キース様のあの状態を、生かしておいている、と表現するのは些か無理を感じる。
ルシアン様の怒りから逃す為とは言え、あれには主人そのものの怒りも多分に含まれているだろう。
「セラフィナを処分すれば、私の全ての計画が狂うからだよ。思った以上にセラフィナはミチルに愛されていてね、セラフィナに何かしたら、ミチルは私を許さないだろう。それは困るんだよ、とてもね」
ミチル様から私宛の手紙を渡され、その内容を見た身としては、主人のその言葉には頷くしかない。
" 来るべき時、私の元にセラを返して下さい "
鍛えて、私に返せと書かれている。
間違えても死なせる訳にはいかない。かと言って甘やかす訳にもいかない。
仕方がないので見極めながらセラを鍛えている所だ。

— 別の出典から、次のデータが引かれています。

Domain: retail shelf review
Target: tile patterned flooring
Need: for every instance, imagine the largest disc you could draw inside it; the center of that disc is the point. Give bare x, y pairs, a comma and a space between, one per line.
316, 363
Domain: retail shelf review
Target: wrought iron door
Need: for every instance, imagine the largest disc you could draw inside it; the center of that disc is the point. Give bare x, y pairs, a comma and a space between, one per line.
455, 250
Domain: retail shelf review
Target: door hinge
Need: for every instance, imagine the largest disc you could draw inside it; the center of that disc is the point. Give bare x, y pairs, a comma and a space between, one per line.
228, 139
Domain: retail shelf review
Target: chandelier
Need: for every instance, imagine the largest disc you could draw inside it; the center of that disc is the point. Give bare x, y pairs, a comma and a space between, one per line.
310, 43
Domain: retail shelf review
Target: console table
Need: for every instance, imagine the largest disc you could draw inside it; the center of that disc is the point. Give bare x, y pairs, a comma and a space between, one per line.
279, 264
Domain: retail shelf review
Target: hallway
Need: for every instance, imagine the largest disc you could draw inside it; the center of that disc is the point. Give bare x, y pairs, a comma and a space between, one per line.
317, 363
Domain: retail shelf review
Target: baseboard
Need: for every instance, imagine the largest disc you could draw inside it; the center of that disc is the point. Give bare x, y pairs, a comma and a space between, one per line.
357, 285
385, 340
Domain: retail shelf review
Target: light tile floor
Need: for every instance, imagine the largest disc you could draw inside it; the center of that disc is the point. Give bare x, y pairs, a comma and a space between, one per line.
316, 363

ロイエの育成の時よりも気を使っている。
主人は多方面に罠を張り巡らせている為、ミチル様がどの計画に組み込まれているのか、私には分からない。
私は主人の手足となって動くが、全てを教えられている訳ではない。
「それに、今回の皇帝兄弟の確執については、セラフィナが最初に気付いた。捨ててしまうのは勿体無いと思わないかい?使い方次第では有益だろう。

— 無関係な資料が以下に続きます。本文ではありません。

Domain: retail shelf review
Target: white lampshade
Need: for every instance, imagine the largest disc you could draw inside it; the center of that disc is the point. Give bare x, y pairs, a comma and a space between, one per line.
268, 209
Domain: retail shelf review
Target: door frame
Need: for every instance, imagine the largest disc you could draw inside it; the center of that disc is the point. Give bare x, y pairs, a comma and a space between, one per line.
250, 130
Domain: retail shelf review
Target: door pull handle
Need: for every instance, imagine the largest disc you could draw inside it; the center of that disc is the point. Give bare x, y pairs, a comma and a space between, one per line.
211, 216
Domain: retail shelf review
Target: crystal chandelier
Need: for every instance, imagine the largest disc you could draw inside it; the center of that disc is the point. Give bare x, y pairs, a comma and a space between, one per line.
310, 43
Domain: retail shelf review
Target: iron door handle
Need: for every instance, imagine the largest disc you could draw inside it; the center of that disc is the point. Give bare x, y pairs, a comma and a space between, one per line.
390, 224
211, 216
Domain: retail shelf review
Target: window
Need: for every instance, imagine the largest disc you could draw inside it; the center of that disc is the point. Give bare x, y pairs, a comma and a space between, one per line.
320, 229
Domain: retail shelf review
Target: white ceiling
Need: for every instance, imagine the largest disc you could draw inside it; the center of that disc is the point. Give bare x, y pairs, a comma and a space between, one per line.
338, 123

唯一の問題は、ミチルが必要以上にトラブルに巻き込まれやすいという一点だった。でももう、ミチルに悪さは出来ないからね」
これで解決したよ、と言ってグラスの中のワインを回転させて香りを楽しむ。
ミチル様が皇族入りした事で、ミチル様を守る為の影が付いた。もはやミチル様に危害を加える事は不可能な程に守られている。

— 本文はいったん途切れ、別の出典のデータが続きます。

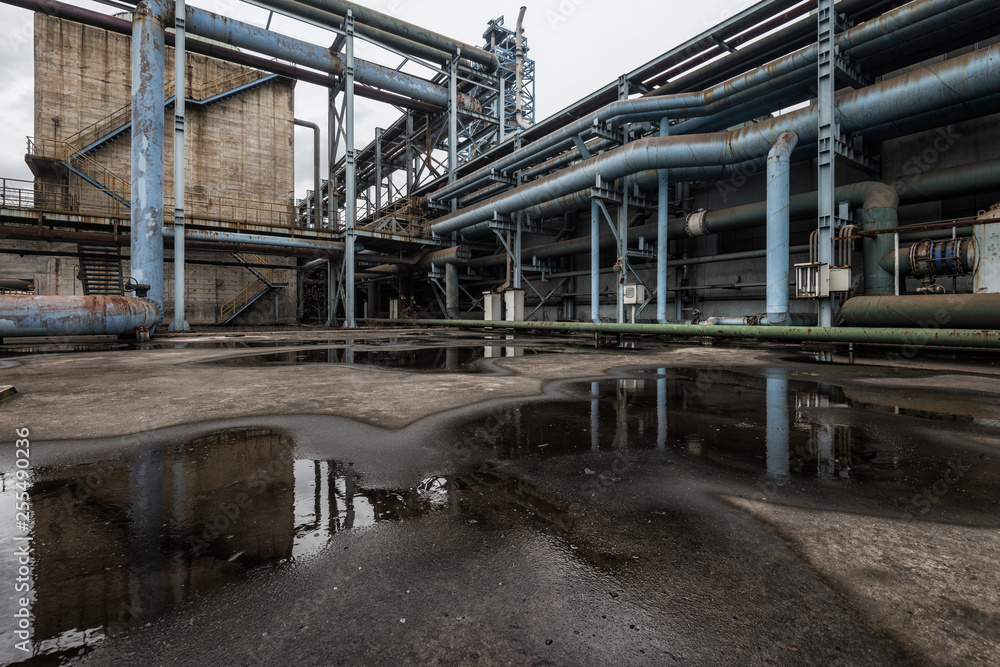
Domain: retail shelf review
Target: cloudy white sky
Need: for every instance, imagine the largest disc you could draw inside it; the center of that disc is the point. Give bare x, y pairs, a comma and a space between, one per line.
578, 46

理解出来ないのは、何故主人がここまでミチル様に執着するのかと言う事だ。
「皇族入りを、どうやって七公家に認めさせたのでございますか?」
主人は嫌そうに私を見る。
「そなたはそうやって、人が悪い事をしたような言い方をして。私は無理を通してなどいないよ。
ミチルを養子にしたいとゼファスが強く望んだし、その方がミチルを守る為にも良かったし、皇国の膿を出すのにも使える。全員の希望通りになる素晴らしい案だと賛同をいただいたんだよ?」
「左様にございますか」
「その顔は信用していないだろう」
とんでもございません、と答えると、主人は肩を竦める。
「それはさておいて、どう遊んであげたら喜んでくれると思う?」
「…皇帝にございますか?」
「アルト家に手を出してタダで済ませては、ご先祖様に申し訳が立たないからね、遊んであげなくてはね。そうしないと私が天国でご先祖様に叱られてしまうもの。
ホラ、これをご覧」
ワインを飲みながら読んでいた書類を私に差し出されたので、失礼しますと言って受け取り、読んでいく。
「…これは…」
ふふふっ、と主人は笑った。
「愉快だろう?」
「…左様でございますね」
「よく隠し通せたよね。ミチルからの手紙がなければ分からなかった」
これは、ミチル様から教えていただかなければ、分からないまま月日ばかり悪戯に過ぎた事だろう。